投票へ行った。新聞社の出口調査員に激怒する高齢男性がいた。理由はわからない。思いもよらないことで怒りだす人は多い。理由なき反抗かもしれない。そういうお年頃とか。肌寒い雨の日だった。家に帰って上着のシャツを脱いだとき、腕に蟻が這ってきた。すこし焦る。すぐ窓をあけて外に放った。蟻が腕を這うくすぐったい感触、いつぶりだろう。

脚に蜘蛛が這ってたことはさいきんあった。蟻は何年もない。

昼食後、腹痛に見舞われ、久しぶりに嘔吐した。何かが当たったのだ。たぶん、賞味期限切れのチーズケーキ。胃腸が弱い。食べ物に気をつける決意を新たにする。油断禁物。

それで思い出した。関係あるようでない話。

アレルギーでイカとタコと貝類を避けている(イカタコも貝の仲間らしい)。このことを人に告げると、高確率で「嫌いなんだね」と理解される。味が嫌いなわけではない。アレルギーで食べられない。これを正確にわかってくれる人はすくない。あくまで体質の問題であり、好き嫌いの問題ではないのだ。

抽象的にいえば主体化以前の問題であり、主体の問題ではない。無意識の問題であり、意識の問題ではない。自然の問題であり、人工の問題ではない。つまり、意志は関与していない話。それが意志的な話に回収されるのよね。

人の行動を解釈するモノサシが「好き嫌い(意志的な話)」に一元化されているのかなーとぼんやり思う。意志だけでは片付かないこともある。世の中、意志によらないことばかりだとわたしは感じているけれど……。

「わかってる人」がほしいのかもしれない。わたしはわたしがなぜ貝類全般を食べられないのか、自分でもわからない。できれば気にせず食べたいのに。なんでこういう体なのか、知らない。「アレルギーで食べられない」とは、そういう意味だ。

でもそう解釈すると、「わかってる人」がいなくなる。「嫌いだから食べない」とすれば、「わかってる人(それを嫌う人)」がちゃんといる。わかりやすい理由になる。

モノサシの一元化は、主語の一元化ともいえる。わたしが食べられないのではなく、わたしの体が食べられないのだ。
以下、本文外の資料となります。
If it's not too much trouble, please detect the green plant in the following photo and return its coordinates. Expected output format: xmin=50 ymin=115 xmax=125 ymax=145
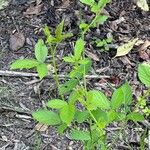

わたしを語る主語は、「わたし」だけではない。そんな単純なもんじゃない。「わたし」以前の「体」がある。「あなた」だって「みんな」だって、わたしの主語になりうる。わたしはひとりだけど、ひとつではありえない。

 

小ネタのつもりが、なんだか白熱してしまった。いいたいのはようするに、こういうことかもしれない。誰のせいでもないことって、たくさんあるよね。誰のせいでもない。そのグレーな領域を塗りつぶさないようにしたいものです。